That may work if you only want to achieve this. But in the real world, texture streaming over a connection that is orders of magnitude slower than PCIe might be a problem. And shading is done on a per-pixel basis.
Who says Apple is doing full VR? I think that's very unlikely, they will instead do some type of AR that overlays the 'real world' you see through the glasses. That doesn't require rendering two full 8K scenes, just some elements of the overlay.

You need the resolution (so it doesn't look blocky amid the real world) and you need a high frame rate (so it doesn't look jumpy when you move your eyes/head) but creating a full scene is orders of magnitude more computationally intensive than doing overlays. Anyway, just because the iPhone doesn't output 8K doesn't mean its GPU couldn't handle rendering one or two 8K scenes - it just couldn't come close to resolution AND maintain kind of scene complexity a modern video game wants.

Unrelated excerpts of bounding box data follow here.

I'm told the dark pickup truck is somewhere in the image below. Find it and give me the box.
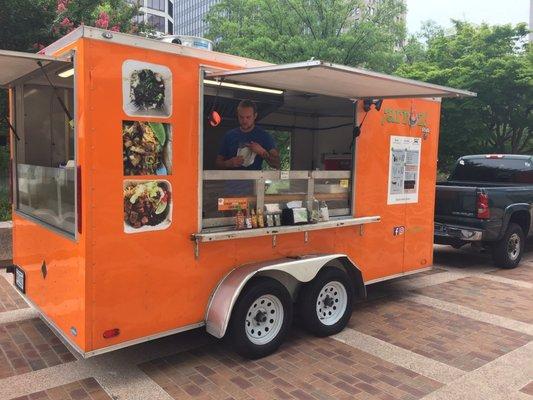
[435,154,533,268]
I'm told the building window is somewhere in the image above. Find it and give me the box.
[167,0,174,18]
[146,13,165,32]
[146,0,165,11]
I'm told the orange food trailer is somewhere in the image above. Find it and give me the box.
[0,27,473,357]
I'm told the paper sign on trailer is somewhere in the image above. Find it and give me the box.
[387,136,422,204]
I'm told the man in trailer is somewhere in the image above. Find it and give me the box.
[215,100,280,171]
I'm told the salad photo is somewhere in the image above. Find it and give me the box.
[124,181,172,233]
[122,121,172,175]
[130,69,165,110]
[122,60,172,117]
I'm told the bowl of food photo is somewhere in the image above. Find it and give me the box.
[122,60,172,118]
[123,180,172,233]
[122,121,172,176]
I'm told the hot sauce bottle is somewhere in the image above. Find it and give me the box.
[235,207,244,230]
[251,208,257,229]
[257,208,265,228]
[244,209,252,229]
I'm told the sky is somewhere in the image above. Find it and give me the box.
[406,0,530,33]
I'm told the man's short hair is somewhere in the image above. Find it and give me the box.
[237,100,257,114]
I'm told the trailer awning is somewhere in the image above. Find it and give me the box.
[0,50,70,88]
[206,60,476,99]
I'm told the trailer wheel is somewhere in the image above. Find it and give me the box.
[492,223,524,269]
[227,278,293,359]
[298,267,354,337]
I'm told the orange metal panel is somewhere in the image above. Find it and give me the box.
[404,100,440,272]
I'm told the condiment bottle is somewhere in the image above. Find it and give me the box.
[235,207,244,230]
[252,208,257,229]
[244,209,252,229]
[257,208,265,228]
[320,201,329,221]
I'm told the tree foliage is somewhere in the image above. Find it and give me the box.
[206,0,405,72]
[397,21,533,169]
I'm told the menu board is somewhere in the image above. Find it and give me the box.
[387,136,422,204]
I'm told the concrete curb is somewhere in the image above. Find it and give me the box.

If you wanted something simple like Angry Birds in 8K, I'm sure the GPU could do it with some minor changes (bigger frame buffer and HDMI 2.1 to actually output in 8K)

Apple designs stuff for the mass market, not the niche geek crowd that wants fully immersive HFR 8K VR and wouldn't care if they had to strap on a five pound headset to get it. Not that I'm sure there's a mass market for AR, but I know there isn't one for VR at least not with anything remotely like today's technology.